Erdoğan-Zelenski görüşmesinin tek kayda değer sonucunun iki ülkenin birlikte SİHA üretimine geçme konusunda anlaşmaları olduğu görülüyor. Türkiye, son bir yıldır Erdoğan’ın damadına ait Bayraktar fabrikasının ürettiği TB2 tipi SİHA’ları Ukrayna’ya satmaktaydı. Rusya, bu SİHA’ların Ukrayna’nın doğusundaki ayrılıkçı Rus bölgesine karşı kullanıldığı saptamasından hareketle, bu ticari ilişkiden duyduğu rahatsızlığı daha önce dile getirmişti. Öyle anlaşılıyor ki Türkiye’den ithal etmek yerine, Bayraktar firmasının da ortaklığıyla Ukrayna artık kendi topraklarında SİHA üretecek ve Türkiye’nin herhangi bir doğrudan sorumluluğu olmaksızın istediği gibi kullanacak.
Ukrayna-Rusya arasında son aylarda tırmanan gerginlik, tehlikeli boyutlara varmış bulunuyor. Rusya, Ukrayna’nın NATO’ya katılmayacağı üzerine taahhüt talebiyle devasa ordusunun önemli bir bölümünü batı sınırına ve Belarus’a yığmayı sürdürüyor. Bunun karşılığında ABD ve NATO ülkeleri Ukrayna’ya silah sevkiyatı yaparken Polonya ve Baltık cumhuriyetleri topraklarındaki NATO güçleri de yeni birliklerle takviye ediliyor. Amerikan yönetimi, Rusya’nın Ukrayna’ya girmesi halinde sürpriz bir karşılık vereceği uyarısında bulundu. Soğuk Savaş yıllarının iki süper gücü yeniden savaş nizamında karşı karşıya; eller tetikte.

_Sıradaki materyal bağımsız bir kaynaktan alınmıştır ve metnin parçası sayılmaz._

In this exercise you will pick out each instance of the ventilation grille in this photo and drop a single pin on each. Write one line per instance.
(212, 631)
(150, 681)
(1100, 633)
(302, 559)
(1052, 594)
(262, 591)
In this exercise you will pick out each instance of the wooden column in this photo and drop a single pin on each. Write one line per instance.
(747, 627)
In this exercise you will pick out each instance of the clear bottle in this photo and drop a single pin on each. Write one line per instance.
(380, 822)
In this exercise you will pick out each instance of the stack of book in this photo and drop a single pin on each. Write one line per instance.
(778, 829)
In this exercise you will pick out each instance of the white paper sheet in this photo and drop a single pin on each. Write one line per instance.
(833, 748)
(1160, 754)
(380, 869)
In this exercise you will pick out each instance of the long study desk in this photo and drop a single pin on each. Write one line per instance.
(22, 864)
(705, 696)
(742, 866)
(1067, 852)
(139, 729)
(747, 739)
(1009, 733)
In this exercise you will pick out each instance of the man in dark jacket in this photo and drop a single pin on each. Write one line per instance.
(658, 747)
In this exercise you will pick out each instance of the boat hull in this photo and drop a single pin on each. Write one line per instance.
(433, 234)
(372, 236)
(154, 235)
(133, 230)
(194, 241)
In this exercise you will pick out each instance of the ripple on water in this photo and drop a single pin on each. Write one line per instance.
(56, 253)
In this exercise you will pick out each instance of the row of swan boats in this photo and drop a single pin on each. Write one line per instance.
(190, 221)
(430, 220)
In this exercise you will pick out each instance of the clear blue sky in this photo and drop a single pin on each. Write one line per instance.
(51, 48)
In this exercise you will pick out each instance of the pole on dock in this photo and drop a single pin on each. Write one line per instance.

Türkiye, bir NATO üyesi olarak bu çatışmada taraf olduğundan Ukrayna’ya silah satmasında gayrı nizami bir durum yok. Ama aynı Türkiye’nin karşı tarafın lideri Rusya’dan S 400 füzeleri satın aldığı da bir gerçek. Rusya’dan Avrupa’ya petrol ve doğal gaz boru hatlarının bazıları da Türkiye üzerinden geçiyor. Ayrıca, stratejik enerji üretim yatırımları olan Mersin ve Sinop nükleer santralleri Rusya tarafından inşa edilmekte. Turizm gelirleri ve dış ticaret açısından Rusya’nın taşıdığı önem ise herkesin malûmu. Dahası, Rusya’yla açık sürtüşme, kış ortasında ülkeyi doğal gazsız bırakma riski de taşıyor. Bu koşullar altında Erdoğan’ın Kiev’den bir ‘eyy Putin!’ narası atması çok akılcı olmazdı. Aksine, bir askeri çatışma halinde Rusya’nın Boğazların kontrolü ile ilgili talepleri olması ve Türkiye’nin de geçmişte Gürcistan çatışması sırasında olduğu gibi bunları yerine getirmesi daha büyük olasılık.
ABD ve NATO müttefikleri, geçmişte olduğu gibi bugün de Türkiye’nin Rusya ile ilişkilerinde hassas bir çizgi üzerinde hareket ediyor olmasını anlayışla karşılayacaktır. Erdoğan’ın Ukrayna ziyareti, somut sonuçlardan çok Biden yönetimi ile aradaki buzları eritmeyi uman bir hamle olarak önem taşıyor. Erdoğan Ukrayna anlaşmazlığında elinden geldiğince ABD saflarında olduğu mesajını iletmiş bulunuyor. Yani bir ‘eyy Biden !’ narası da söz konusu değil.
Jeopolitik uzmanları, Ukrayna krizinin seyrinin, içinde bulunduğumuz Şubat ayı içinde netlik kazanacağı görüşünde. İşgal olacaksa, eli kulağındadır çünkü karların erimesiyle birlikte gelecek uzun çamurlu mevsimde tankların ilerlemesi dolayısıyla da savaş, uzun süre mümkün olmayacaktır. Öte yandan, Türkiye’nin uluslararası arenada ABD iradesine yeniden teslim olma yolunda atması gereken adımlar Ukrayna ile sınırlı değil. ‘Darbeci’ Birleşik Arap Emirlikleri ile ‘hain’ Suudi Arabistan ziyaretleri üzerinden Ortadoğu’da ABD müttefikleri arası uyum sürecine yapması gereken katkılar sırada bekliyor. Bu süreçte en önemli gelişme, İsrail devlet başkanının Mart ayı içinde Ankara’da ağırlanması olacak.
Tabi Biden yönetimi bu esnada boş durmayacak ve geçtiğimiz günlerde bir operasyonla ortadan kaldırdığı IŞİD halifesinin nasıl olup da yine Türkiye sınırı yakınında ikamet etmekte olduğunu sorgulayacak. IŞİD’in önceki halifesi El Bağdadi de iki yıl önce Türkiye topraklarına yaklaşık El Kureyşi kadar yakın mesafede bulunarak öldürülmüştü.
Rivayet odur ki, yakın zamanda bir tanesini öğrendiğimiz Çerkes atasözlerinden biri de şöyledir: ‘Rüzgâr nereden eserse fırıldak oraya döner.’